2. The downhole system of claim 1, wherein the at least one member is foam.
3. The downhole system of claim 2, wherein the foam is a shape memory polymer foam.
4. The downhole system of claim 2, wherein at least some cement is partially entrapped by pores in the at least one member in the radially expanded condition, the at least one member degrading a strength of cured cement in an area occupied by the at least one member.
5. The downhole system of claim 1, wherein the at least one member is expandable upon exposure to heat.
6. The downhole system of claim 1, wherein the at least one member is configured to expand upon contact with curing cement.
7. The downhole system of claim 1, wherein the system is runnable within a borehole in a formation, and further comprising cement positionable within an annular space between the tubular and the borehole.
8. The downhole system of claim 7, wherein the at least one member is configured to contact walls of the borehole upon radial expansion.
9. The downhole system of claim 1, wherein the at least one member is foam, and further comprising a foam solvent passable through the tubular and to the at least one member when the at least one member is in an expanded condition, wherein introduction of the foam solvent provides a pathway from the port to a borehole wall.
10. The downhole system of claim 9, wherein the foam solvent is dimethylformamide or ethylene glycol monobutyl ether.
11. The downhole system of claim 1, further comprising at least one sleeve slidably engaged with the tubular to prevent fluid communication between an interior of the tubular and the at least one port until the at least one sleeve has been moved.
12. The downhole system of claim 1, wherein the at least one member is at least partially contained within the at least one port in the compressed condition of the at least one member.
13. The downhole system of claim 1, wherein the at least one member covers more than one port among the at least one port in the tubular.
14. A method of non-ballistically opening ports in a tubular of a downhole system, the method comprising:
covering at least one port in the tubular with an initially compressed radially extendable member;
inserting the tubular within a borehole;
cementing an annular space between the tubular and the borehole;
allowing the radially extendable member to expand from heat of curing cement; and,
at least partially displacing the cement with the radially extendable member.
15. The method of claim 14, wherein covering at least one port in the tubular with an initially compressed radially extendable member includes covering at least one port in the tubular with an initially compressed radially extendable shape memory polymer foam member.

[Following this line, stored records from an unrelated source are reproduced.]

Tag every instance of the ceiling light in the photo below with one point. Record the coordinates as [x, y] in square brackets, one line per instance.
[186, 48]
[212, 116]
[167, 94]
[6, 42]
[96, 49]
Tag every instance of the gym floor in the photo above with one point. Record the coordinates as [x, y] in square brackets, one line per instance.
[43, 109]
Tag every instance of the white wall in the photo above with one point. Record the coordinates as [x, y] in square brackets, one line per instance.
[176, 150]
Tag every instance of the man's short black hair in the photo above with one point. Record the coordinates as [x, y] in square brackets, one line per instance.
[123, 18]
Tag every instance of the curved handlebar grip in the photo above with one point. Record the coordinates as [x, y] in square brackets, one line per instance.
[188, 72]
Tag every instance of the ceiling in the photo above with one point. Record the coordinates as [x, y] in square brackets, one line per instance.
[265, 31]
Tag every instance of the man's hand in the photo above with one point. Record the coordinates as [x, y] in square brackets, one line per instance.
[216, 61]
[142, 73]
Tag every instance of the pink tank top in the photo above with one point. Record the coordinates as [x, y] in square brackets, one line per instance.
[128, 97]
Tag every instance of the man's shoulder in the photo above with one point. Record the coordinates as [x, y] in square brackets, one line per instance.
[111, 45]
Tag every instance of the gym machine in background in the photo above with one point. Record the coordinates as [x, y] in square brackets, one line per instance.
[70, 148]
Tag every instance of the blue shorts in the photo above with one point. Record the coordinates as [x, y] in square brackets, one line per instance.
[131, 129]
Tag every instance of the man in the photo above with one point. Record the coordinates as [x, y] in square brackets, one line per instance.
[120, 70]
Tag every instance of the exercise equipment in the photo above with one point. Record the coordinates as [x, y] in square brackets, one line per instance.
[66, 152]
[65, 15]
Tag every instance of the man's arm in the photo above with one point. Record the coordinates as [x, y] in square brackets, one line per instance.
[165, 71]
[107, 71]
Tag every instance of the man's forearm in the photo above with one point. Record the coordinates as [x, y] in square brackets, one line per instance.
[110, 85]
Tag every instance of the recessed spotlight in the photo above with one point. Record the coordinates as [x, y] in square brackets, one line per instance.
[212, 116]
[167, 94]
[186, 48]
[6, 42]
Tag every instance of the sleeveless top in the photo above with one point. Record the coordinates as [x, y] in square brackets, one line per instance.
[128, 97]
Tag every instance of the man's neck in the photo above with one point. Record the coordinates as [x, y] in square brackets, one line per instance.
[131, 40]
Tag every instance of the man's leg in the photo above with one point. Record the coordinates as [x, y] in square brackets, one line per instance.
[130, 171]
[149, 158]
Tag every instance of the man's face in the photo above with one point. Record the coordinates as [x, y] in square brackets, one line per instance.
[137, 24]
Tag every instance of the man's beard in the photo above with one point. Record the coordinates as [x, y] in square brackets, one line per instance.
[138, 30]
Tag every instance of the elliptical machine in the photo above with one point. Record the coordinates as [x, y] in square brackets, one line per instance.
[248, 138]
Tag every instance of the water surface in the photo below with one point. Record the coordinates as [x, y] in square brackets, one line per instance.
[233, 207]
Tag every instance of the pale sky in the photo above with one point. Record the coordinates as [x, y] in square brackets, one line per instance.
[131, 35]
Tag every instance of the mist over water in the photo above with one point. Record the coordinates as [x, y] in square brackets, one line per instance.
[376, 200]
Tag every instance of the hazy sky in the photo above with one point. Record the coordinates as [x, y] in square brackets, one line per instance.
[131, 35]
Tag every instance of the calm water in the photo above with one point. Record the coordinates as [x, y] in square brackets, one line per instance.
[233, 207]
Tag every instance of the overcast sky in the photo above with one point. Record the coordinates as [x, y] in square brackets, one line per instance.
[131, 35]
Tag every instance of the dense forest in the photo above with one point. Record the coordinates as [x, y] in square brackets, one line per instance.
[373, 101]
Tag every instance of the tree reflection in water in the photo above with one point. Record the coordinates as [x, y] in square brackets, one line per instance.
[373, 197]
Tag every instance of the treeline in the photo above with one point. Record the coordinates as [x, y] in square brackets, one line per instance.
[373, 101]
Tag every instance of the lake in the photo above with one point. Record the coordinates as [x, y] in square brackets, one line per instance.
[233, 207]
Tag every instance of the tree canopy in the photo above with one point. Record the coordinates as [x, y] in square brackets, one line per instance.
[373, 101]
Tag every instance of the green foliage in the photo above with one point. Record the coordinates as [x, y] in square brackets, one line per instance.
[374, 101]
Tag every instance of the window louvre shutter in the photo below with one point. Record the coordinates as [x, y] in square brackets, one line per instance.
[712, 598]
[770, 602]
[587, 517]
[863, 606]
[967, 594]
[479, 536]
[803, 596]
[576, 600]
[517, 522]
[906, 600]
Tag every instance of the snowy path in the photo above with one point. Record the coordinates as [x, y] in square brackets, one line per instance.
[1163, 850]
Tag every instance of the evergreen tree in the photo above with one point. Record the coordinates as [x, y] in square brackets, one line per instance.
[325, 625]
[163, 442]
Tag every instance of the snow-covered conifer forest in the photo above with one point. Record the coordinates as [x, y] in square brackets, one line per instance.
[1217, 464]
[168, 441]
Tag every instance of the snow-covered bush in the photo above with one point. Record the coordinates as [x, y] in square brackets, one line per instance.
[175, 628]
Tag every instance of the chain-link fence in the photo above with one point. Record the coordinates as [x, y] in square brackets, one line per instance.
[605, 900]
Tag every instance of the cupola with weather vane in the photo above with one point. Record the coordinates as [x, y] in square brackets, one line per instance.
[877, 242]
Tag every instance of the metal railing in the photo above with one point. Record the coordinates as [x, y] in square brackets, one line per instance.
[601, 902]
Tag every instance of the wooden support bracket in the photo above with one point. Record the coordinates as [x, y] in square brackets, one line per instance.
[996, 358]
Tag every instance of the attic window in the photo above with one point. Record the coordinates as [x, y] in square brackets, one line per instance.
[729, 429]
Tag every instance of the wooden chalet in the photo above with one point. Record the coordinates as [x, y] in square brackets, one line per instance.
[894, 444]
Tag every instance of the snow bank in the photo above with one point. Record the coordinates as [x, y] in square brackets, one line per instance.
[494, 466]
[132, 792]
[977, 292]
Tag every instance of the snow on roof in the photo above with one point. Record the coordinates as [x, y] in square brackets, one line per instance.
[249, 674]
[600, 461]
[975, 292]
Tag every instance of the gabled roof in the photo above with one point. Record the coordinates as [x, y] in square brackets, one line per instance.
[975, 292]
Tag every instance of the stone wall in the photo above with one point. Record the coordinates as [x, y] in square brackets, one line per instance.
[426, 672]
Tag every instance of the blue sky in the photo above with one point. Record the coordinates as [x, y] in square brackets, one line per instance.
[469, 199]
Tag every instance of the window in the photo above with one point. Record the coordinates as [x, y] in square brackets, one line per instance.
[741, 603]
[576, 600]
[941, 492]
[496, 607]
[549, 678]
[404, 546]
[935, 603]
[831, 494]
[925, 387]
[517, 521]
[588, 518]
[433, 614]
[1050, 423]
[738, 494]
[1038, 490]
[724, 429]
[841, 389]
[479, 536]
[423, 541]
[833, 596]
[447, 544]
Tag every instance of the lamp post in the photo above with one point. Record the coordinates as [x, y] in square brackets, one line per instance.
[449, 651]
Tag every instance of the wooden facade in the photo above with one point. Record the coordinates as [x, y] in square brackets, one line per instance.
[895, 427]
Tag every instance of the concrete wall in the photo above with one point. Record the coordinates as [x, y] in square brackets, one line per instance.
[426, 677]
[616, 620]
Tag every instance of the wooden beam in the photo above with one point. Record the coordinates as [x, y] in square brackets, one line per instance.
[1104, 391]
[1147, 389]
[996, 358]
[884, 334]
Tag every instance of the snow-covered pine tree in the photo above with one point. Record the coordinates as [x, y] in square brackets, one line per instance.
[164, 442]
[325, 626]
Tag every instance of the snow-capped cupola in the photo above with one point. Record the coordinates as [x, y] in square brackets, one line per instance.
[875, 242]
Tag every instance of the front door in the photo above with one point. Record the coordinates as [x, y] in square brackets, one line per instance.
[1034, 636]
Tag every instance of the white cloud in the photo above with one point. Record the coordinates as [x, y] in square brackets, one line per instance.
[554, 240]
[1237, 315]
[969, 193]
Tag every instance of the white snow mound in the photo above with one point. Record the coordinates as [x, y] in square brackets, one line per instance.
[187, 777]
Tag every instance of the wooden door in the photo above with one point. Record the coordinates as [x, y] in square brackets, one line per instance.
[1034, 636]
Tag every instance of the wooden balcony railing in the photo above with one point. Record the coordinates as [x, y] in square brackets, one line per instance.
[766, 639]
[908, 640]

16. The method of claim 15, further comprising introducing a foam removing agent in the tubular and out the port to at least partially dissolve the foam member.
17. The method of claim 16, wherein the foam removing agent is dimethylformamide or ethylene glycol monobutyl ether.
18. The method of claim 16, further comprising performing a fracturing operation through the port and at least partially dissolved foam member.
19. The method of claim 14, further comprising initially preventing fluid communication between an interior of the tubular and the annular space.
20. The method of claim 18, further comprising establishing fluid communication by moving a sleeve that initially covers the port.